In the midst of budget cuts (which the politicians claim won't harm education), a colleague of mine reported that a local school system had declared that it would cut costs by dismissing all alternate entry teachers. After the initial shock, and the inevitable question, "Can they do that?" my colleague told me about research she had been doing on her doctoral thesis—concerning the value of in-depth induction programs for alternate entry teachers. She had come across a research study published by the Institute of Education Sciences (IES).

The study, An Evaluation of Teachers Trained Through Different Routes to Certification was published in February of 2009. The study reported several interesting findings. Before I continue with my post, I must state that the study involved 187 elementary school teachers (kindergarten through 5th grade) in 20 districts in seven different states (not middle school or high school Computer Science teachers). However, the study findings certainly give one cause to pause and think.

The study reported that students of alternative certification (AC) teachers did not perform statistically differently from students of traditional certification (TC) teachers. There were some "average differences in reading and math, but the differences were not statistically significant." The study explained that there were many differences in the preparation and background of AC and TC teachers, including, required coursework, whether or not the teacher was currently taking courses, the teacher's undergraduate major, and the teacher's SAT scores, differences that exist among any group of teachers (or other professionals for that matter). The study reported that such "differences in AC teachers' characteristics and training experiences explained about 5 percent of the variation in effects on math test scores and less than 1 percent of the variation in effects on reading test scores." In other words, the teachers' characteristics and required coursework "were not related to the effects of teachers on student achievement." The study concludes that there was "no benefit, on average, to student achievement from placing an AC teacher in the classroom when the alternative was a TC teacher, but there was no evidence of harm, either." The authors note that, of course, individual teachers have an effect on student achievement. The authors were NOT able to identify what specific characteristics of individual teachers have an effect on student achievement.
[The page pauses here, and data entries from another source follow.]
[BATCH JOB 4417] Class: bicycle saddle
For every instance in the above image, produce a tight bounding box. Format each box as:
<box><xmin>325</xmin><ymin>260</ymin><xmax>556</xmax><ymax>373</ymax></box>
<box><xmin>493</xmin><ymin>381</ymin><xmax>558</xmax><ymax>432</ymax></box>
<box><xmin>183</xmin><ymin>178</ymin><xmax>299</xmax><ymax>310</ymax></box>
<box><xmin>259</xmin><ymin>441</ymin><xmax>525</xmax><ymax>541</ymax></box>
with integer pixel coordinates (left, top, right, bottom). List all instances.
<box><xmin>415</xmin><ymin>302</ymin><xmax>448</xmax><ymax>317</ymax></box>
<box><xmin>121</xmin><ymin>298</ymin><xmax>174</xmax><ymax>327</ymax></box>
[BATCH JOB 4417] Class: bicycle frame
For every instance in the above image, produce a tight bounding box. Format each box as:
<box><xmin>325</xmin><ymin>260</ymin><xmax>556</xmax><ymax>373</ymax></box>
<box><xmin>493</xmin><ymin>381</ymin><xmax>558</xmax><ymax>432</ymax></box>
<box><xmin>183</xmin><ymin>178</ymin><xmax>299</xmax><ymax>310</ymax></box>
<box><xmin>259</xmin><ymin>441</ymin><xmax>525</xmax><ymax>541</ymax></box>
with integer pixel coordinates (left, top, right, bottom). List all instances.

Interestingly enough, the study also concluded that "There is no evidence from this study that greater levels of teacher training coursework were associated with the effectiveness of AC teachers in the classroom." The statistical analysis showed that there was no evidence that the amount of coursework required of AC teachers produced more effective teachers. As a life-long educator, this surprised me; however, after reflecting on my recent experiences with so many alternative entry teachers and the current state alternative licensing requirements, I thought perhaps educators aren't really approaching the AC teacher with an open mind. There are many truly outstanding AC educators in many different content areas.

The study further concluded that "There is no evidence that the content of coursework is correlated with teacher effectiveness." The study found no statistical correlation between student test scores and the content that the AC teacher had completed—including pedagogy and fieldwork. The authors state "there was no evidence of a statistically positive relationship between majoring in education and student achievement." That will certainly shake up conventional wisdom in the world of education. I'm not sure that I can even grasp the implications since one of the responsibilities of my current position is to plan the preparation needed for these alternative licensure teachers. At least I do have the educational foundation that many teacher education institutes are now embracing (in part due to NCLB). I have a bachelor's degree in my content area. I took education courses in addition to the BS degree requirements to obtain a teaching license. My master's degree is also in the content area rather than in education, and I had to jump through many hoops to add that content area to my teaching license (it's not quite as strenuous now!).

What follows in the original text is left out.